2007 is the twentieth anniversary of the death of Primo Levi, a philosophical writer who was liberated from the Auschwitz concentration camp in 1945. With remnants of the destruction of World War II visible everywhere he looked, the author began a 1,000-mile journey from Poland to his home in Turin, Italy. In this insightful and creative documentary by Davide Ferrario, the Academy Award winning actor Chris Cooper reads sections from Levi's book The Truce (in Europe) and The Reawakening (in the U.S.) in juxtaposition with modern-day images, events, and vignettes from Poland, Ukraine, Moldavia, Romania, Hungary, Slovakia, and Austria. It is fascinating to see the political, economic, and social changes that have taken place in post-communist Europe.

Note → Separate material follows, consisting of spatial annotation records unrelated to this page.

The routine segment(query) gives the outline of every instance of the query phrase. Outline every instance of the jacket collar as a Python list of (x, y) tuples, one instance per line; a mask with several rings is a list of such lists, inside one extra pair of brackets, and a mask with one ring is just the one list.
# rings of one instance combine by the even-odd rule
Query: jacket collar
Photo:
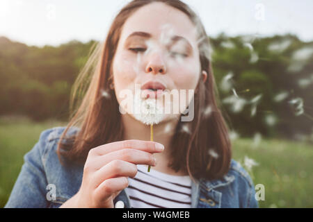
[[(227, 174), (221, 179), (191, 180), (191, 208), (220, 207), (222, 193), (216, 191), (216, 188), (227, 186), (234, 179), (234, 176)], [(118, 201), (122, 201), (125, 208), (131, 207), (129, 196), (125, 189), (114, 199), (114, 205)]]

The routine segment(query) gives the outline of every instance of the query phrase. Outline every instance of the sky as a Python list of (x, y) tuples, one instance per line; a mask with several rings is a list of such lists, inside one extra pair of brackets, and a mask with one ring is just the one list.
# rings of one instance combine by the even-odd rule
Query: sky
[[(42, 46), (72, 40), (103, 41), (129, 0), (0, 0), (0, 36)], [(313, 41), (313, 1), (183, 0), (209, 36), (291, 33)]]

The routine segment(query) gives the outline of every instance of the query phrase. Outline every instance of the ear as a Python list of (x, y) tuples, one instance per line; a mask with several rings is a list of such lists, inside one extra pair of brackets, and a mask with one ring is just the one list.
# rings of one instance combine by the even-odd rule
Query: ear
[(202, 78), (203, 83), (205, 83), (205, 81), (207, 80), (207, 73), (204, 70), (203, 70), (202, 72), (201, 78)]

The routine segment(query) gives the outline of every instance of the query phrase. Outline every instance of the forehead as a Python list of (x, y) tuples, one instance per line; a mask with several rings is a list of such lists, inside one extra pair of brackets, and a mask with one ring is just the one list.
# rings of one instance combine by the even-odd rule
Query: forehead
[(179, 35), (196, 46), (195, 27), (183, 12), (163, 3), (152, 3), (138, 9), (124, 24), (120, 40), (125, 42), (134, 32), (151, 34), (152, 38)]

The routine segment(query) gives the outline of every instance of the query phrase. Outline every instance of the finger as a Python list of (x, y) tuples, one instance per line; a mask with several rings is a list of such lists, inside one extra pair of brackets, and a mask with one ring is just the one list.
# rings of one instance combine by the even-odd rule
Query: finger
[(164, 146), (156, 142), (129, 139), (99, 146), (93, 150), (97, 155), (100, 155), (124, 148), (134, 148), (149, 153), (160, 153), (164, 150)]
[(94, 187), (97, 187), (103, 181), (119, 177), (134, 178), (137, 174), (137, 166), (130, 162), (115, 160), (102, 166), (93, 175)]
[(97, 156), (90, 164), (92, 168), (97, 171), (115, 160), (127, 161), (134, 164), (156, 165), (156, 159), (152, 153), (133, 148), (125, 148)]
[(97, 187), (94, 194), (97, 201), (106, 200), (111, 195), (119, 192), (128, 187), (128, 179), (126, 177), (110, 178), (102, 182)]

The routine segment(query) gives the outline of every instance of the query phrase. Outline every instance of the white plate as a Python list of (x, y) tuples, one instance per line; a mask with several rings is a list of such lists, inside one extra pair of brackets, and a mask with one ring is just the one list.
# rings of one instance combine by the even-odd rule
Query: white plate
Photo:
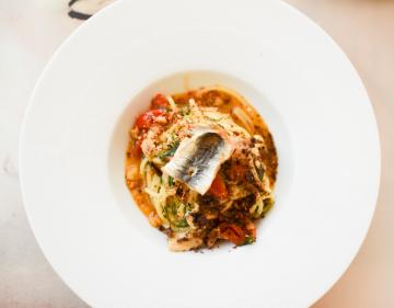
[[(127, 129), (158, 92), (221, 83), (268, 123), (277, 203), (255, 244), (169, 252), (124, 184)], [(306, 307), (368, 230), (380, 145), (366, 90), (335, 43), (278, 1), (118, 1), (48, 64), (26, 112), (30, 223), (94, 307)]]

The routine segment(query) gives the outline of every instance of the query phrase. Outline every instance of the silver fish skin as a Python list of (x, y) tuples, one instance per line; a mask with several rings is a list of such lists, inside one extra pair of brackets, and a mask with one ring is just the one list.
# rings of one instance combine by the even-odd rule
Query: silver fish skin
[(196, 127), (192, 137), (181, 142), (162, 171), (204, 195), (211, 186), (220, 166), (231, 157), (233, 150), (225, 133)]

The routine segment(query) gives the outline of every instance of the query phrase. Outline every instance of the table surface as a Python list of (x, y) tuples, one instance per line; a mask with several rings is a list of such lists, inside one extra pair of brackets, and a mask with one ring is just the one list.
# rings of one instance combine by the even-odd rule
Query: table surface
[[(0, 307), (82, 308), (54, 273), (23, 208), (18, 137), (33, 87), (81, 22), (66, 0), (0, 0)], [(341, 46), (363, 80), (378, 118), (382, 178), (367, 239), (337, 284), (313, 307), (394, 307), (394, 1), (288, 0)], [(246, 2), (245, 2), (246, 3)]]

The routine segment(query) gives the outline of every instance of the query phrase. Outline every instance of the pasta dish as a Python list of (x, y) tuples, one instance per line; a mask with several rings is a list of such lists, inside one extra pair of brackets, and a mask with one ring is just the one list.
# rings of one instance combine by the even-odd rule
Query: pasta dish
[(256, 241), (278, 159), (258, 113), (232, 90), (157, 94), (130, 129), (126, 184), (173, 251)]

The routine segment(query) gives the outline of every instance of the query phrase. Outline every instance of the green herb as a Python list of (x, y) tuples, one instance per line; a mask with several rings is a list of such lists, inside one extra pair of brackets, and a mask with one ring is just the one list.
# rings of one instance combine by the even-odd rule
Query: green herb
[(169, 186), (174, 186), (174, 179), (172, 176), (169, 176)]
[(186, 218), (184, 218), (184, 219), (182, 219), (182, 220), (179, 220), (179, 221), (176, 221), (176, 223), (174, 224), (174, 226), (175, 226), (176, 228), (187, 228), (187, 227), (188, 227), (188, 224), (187, 224), (187, 221), (186, 221)]
[(271, 207), (274, 206), (274, 198), (269, 197), (263, 201), (264, 207), (263, 207), (263, 215), (266, 214)]

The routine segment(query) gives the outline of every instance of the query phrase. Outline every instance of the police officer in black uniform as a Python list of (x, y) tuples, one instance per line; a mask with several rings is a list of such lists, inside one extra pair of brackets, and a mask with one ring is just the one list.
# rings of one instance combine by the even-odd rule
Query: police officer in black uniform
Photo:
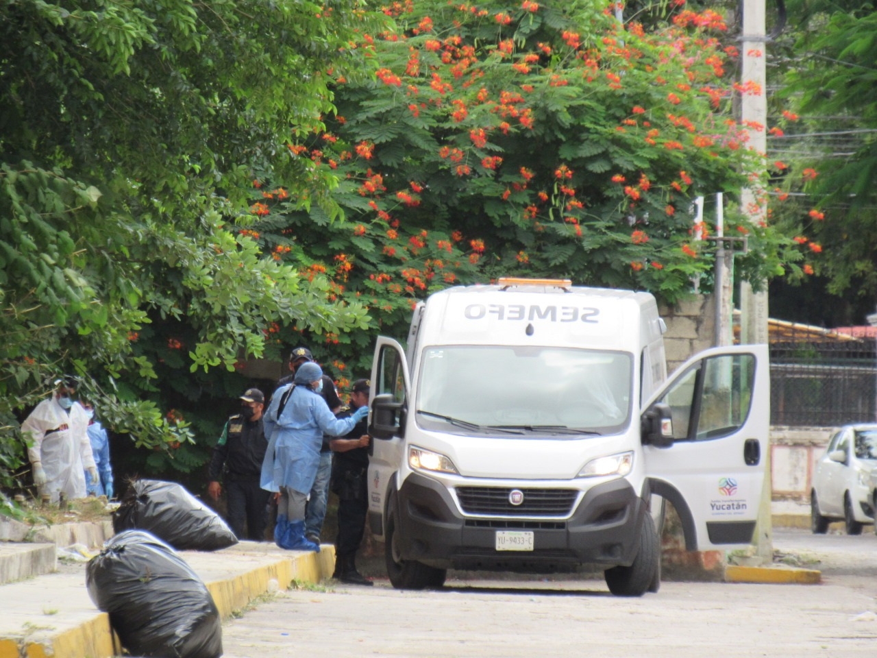
[(232, 532), (238, 539), (263, 541), (267, 521), (266, 505), (270, 495), (259, 486), (262, 461), (268, 446), (262, 428), (265, 396), (259, 389), (247, 389), (240, 399), (240, 413), (229, 418), (213, 449), (207, 493), (214, 500), (217, 499), (222, 493), (219, 480), (223, 478)]
[[(369, 382), (353, 382), (350, 406), (338, 418), (348, 418), (360, 407), (368, 405)], [(356, 570), (356, 551), (362, 541), (368, 511), (368, 418), (360, 420), (344, 438), (330, 441), (335, 453), (332, 490), (338, 495), (338, 537), (335, 540), (333, 578), (355, 585), (374, 584)]]

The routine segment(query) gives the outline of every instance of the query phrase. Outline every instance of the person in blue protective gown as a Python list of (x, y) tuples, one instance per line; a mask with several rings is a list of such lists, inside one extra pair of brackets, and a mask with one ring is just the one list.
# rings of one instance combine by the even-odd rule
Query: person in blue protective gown
[(262, 489), (279, 494), (275, 542), (281, 548), (319, 551), (304, 536), (308, 493), (317, 477), (323, 435), (346, 434), (368, 415), (360, 407), (346, 418), (336, 418), (320, 395), (323, 370), (303, 363), (293, 383), (278, 389), (265, 414), (268, 447), (262, 461)]
[(89, 418), (89, 442), (91, 443), (91, 454), (95, 459), (95, 468), (97, 469), (97, 478), (92, 479), (91, 475), (85, 472), (85, 485), (89, 496), (106, 496), (107, 499), (113, 497), (112, 466), (110, 464), (110, 437), (95, 418), (95, 408), (89, 403), (83, 403), (85, 415)]

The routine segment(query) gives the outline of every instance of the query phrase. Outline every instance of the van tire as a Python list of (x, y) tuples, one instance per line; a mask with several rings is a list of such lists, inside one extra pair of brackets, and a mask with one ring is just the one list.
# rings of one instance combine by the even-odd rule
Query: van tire
[(384, 535), (384, 558), (387, 576), (396, 590), (438, 590), (445, 584), (447, 569), (429, 567), (415, 560), (403, 560), (398, 556), (396, 543), (396, 519), (387, 518)]
[[(639, 531), (639, 550), (630, 567), (612, 567), (603, 572), (609, 590), (617, 597), (641, 597), (660, 586), (660, 544), (652, 516), (646, 514)], [(657, 583), (656, 583), (657, 581)]]

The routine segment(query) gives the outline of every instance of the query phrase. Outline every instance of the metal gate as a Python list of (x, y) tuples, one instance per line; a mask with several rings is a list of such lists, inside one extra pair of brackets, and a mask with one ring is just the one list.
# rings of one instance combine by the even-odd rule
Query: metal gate
[(812, 333), (772, 338), (771, 424), (877, 422), (877, 342)]

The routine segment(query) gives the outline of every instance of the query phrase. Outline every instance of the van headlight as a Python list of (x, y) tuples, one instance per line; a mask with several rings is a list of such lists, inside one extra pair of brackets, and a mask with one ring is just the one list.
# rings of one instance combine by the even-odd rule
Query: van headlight
[(408, 448), (408, 465), (415, 470), (431, 470), (436, 473), (453, 473), (459, 475), (453, 462), (440, 453), (424, 450), (422, 447)]
[(597, 457), (592, 459), (576, 477), (603, 477), (606, 476), (618, 476), (624, 477), (633, 468), (633, 451), (628, 453), (618, 453), (618, 454), (610, 454), (606, 457)]

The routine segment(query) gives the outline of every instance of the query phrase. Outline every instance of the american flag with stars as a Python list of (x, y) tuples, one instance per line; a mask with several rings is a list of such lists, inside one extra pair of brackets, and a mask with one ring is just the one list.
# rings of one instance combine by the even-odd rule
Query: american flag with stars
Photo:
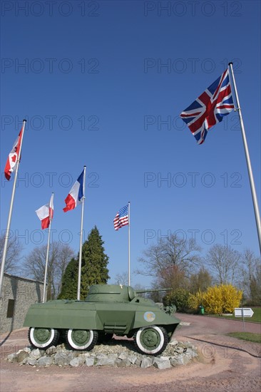
[(113, 220), (114, 229), (118, 230), (121, 227), (128, 225), (128, 205), (121, 208)]
[(208, 130), (220, 123), (234, 109), (228, 69), (180, 114), (198, 144), (202, 144)]

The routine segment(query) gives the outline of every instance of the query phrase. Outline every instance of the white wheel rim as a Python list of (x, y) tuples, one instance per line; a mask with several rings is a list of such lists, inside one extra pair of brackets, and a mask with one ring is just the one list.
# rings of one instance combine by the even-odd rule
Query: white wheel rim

The documentary begins with a 60th anniversary ceremony at Auschwitz, the concentration camp where so many suffered and died. In Crakow, Poland, Ferrario visits the steel mill of Nowa Huta which once had 40,000 workers; now only 8,000 work there. In Ukraine, the filmmakers shift their emphasis and focus on the murder of Igor Bilozir, a singer and national hero who was beaten to death by some Russian youths. In Belarius, the crew visits a collective farm and encounter some problems with the local KGB who wants to present an uplifting portrait of the region. In Chernobyl, the fallout from the nuclear disaster is still shaping lives. Ferrario interviews a survivor from the ghost town of Prypiat. The poverty in Moldova has forced thousands to emigrate to Romania for work. A sign of globalization is that in Budapest many Chinese run market stalls in the city. The most troubling vignette takes place in Munich where neo-Nazis are on the rise building a political platform on fear, hatred, and nationalism.

Throughout the documentary there are glimpses of Primo Levi from archival footage as he walks down streets and is bent over by the anguish and pain and despair he experienced. At one point in The Truce, he observes: "It seems as if the world is heading for disaster." He committed suicide in 1987. Today, many Europeans are still struggling to make ends meet, to find meaningful work, and to live peacefully with strangers from other places.